Removing duplicate records from a table in SQL server

Sometimes as a SQL developer, you might find a need to detect and remove duplicate records from a table. Duplicates often occur due to improper database design. There are quite a few methods of eliminating duplicate records. The method you decide to use typically would depend on the situation you are faced with. In this article, I will share two methods of removing duplicate records. The first method involves removing duplicate records from a table without a UniqueID while the second method involves removing duplicate records from a table with a UniqueID.

Method One: Removing Duplicates from a table without a UniqueID

This approach is typically suitable for not too large datasets and where database space is not a concern as it involves moving the distinct records into a temporary table, truncating the original table, and then moving the records from the temporary table back into the original table. Before we continue, let’s create our sample dataset:

 CREATE TABLE [dbo].[Employee](
 [FirstName] [varchar](20) NULL,
 [LastName] [varchar](20) NULL,
 [BirthDate] [date] NULL
) ON [PRIMARY]
GO

INSERT [dbo].[Employee] ([FirstName], [LastName], [BirthDate])
VALUES 
(N'John', N'Brown', '1960-01-01'),
(N'Pete', N'Dawn', '1965-12-03'),
(N'Amanda', N'Lopez', '1980-06-01'),
(N'Adam', N'Smith', '1971-02-26'),
(N'Taylor', N'Ramsey', '1984-03-01'),
(N'John', N'Brown', '1960-01-01'),
(N'Pete', N'Dawn', '1965-12-03'),
(N'Amanda', N'Lopez', '1980-06-01'),
(N'Adam', N'Smith', '1971-02-26'),
(N'Taylor', N'Ramsey', '1984-03-01'),
(N'John', N'Brown', '1960-01-01'),
(N'Pete', N'Dawn', '1965-12-03')

Taking a closer look at the table below, you will realize there are some duplicate records.
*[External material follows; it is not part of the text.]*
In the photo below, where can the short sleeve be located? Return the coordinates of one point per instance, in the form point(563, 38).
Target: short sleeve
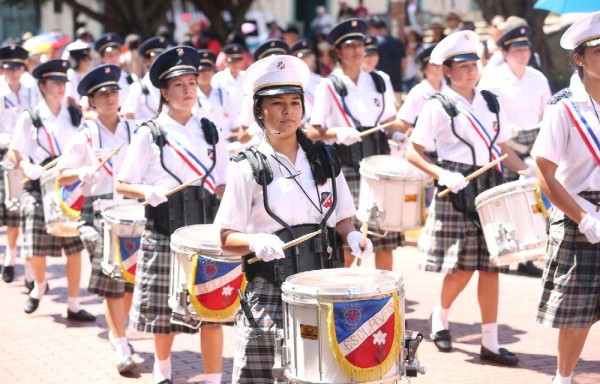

For example, employee John Brown appears three times in the table.

Steps

1. Select DISTINCT records into temporary table.

SELECT DISTINCT [FirstName], [LastName], [BirthDate]
INTO #Employee

2. TRUNCATE original table

 
TRUNCATE TABLE dbo.Employee

3. Reinsert the records from the temporary table into the original table

INSERT INTO dbo.Employee
SELECT * FROM #Employee

4. Now, you can check the original table to verify that the duplicate records are gone.

SELECT * FROM dbo.Employee

You will notice that in our original dataset, we had 12 rows of data, this has been reduced to just 5 rows because we have been able to remove the duplicate records.

The above method is typically suitable for not too large dataset and where space is not much of a concern. You can also replace the temporary table with a permanent table to reduce the risk of losing all the data if you close out of the session.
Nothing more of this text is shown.